UT & Swedbank Data Science Seminar “When, Why and How? The Importance of Business Intelligence”

November 16, 2022October 18, 2023Anastasija Nikiforova 1 Comment

Last week I had the pleasure of taking part in a Data Science Seminar titled “When, Why and How? The Importance of Business Intelligence“. In this seminar, organized by the Institute of Computer Science (University of Tartu) in cooperation with Swedbank, we (me, Mohammad Gharib, Jurgen Koitsalu, Igor Artemtsuk) discussed the importance of BI with some focus on data quality. More precisely, 2 of 4 talks were delivered by representatives of the University of Tartu and were more theoretical in nature, where we both decided to focus our talks on data quality (for my talk, however, this was not the main focus this time), while another two talks were delivered by representatives of Swedbank, mainly elaborating on BI – what it can give, what it already gives, how it is achieved and much more. These talks were followed by a panel moderated by prof. Marlon Dumas.

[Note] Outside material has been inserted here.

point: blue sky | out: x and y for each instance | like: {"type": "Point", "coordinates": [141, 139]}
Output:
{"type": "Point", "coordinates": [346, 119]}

Data Science Seminar - UT&Swedbank - GIGO

Data Science Seminar - UT&Swedbank - panel

In a bit more detail…. In my presentation I talked about:

“Data warehouse vs. data lake – what are they and what is the difference between them?” – in a very few words – structured vs unstructured, static vs dynamic (real-time data), schema-on-write vs schema on-read, ETL vs ELT. With further elaboration on What are their goals and purposes? What is their target audience? What are their pros and cons?
“Is the Data warehouse the only data repository suitable for BI?” – no, (today) data lakes can also be suitable. And even more, both are considered the key to “a single version of the truth”. Although, if descriptive BI is the only purpose, it might still be better to stay within data warehouse. But, if you want to either have predictive BI or use your data for ML (or do not have a specific idea on how you want to use the data, but want to be able to explore your data effectively and efficiently), you know that a data warehouse might not be the best option.
“So, the data lake will save my resources a lot, because I do not have to worry about how to store /allocate the data – just put it in one storage and voila?!” – no, in this case your data lake will turn into a data swamp! And you are forgetting about the data quality you should (must!) be thinking of!
“But how do you prevent the data lake from becoming a data swamp?” – in short and simple terms – proper data governance & metadata management is the answer (but not as easy as it sounds – do not forget about your data engineer and be friendly with him [always… literally always :D) and also think about the culture in your organization.
“So, the use of a data warehouse is the key to high quality data?” – no, it is not! Having ETL do not guarantee the quality of your data (transform&load is not data quality management). Think about data quality regardless of the repository!
“Are data warehouses and data lakes the only options to consider or are we missing something?“– true! Data lakehouse!
“If a data lakehouse is a combination of benefits of a data warehouse and data lake, is it a silver bullet?“– no, it is not! This is another option (relatively immature) to consider that may be the best bit for you, but not a panacea. Dealing with data is not easy (still)…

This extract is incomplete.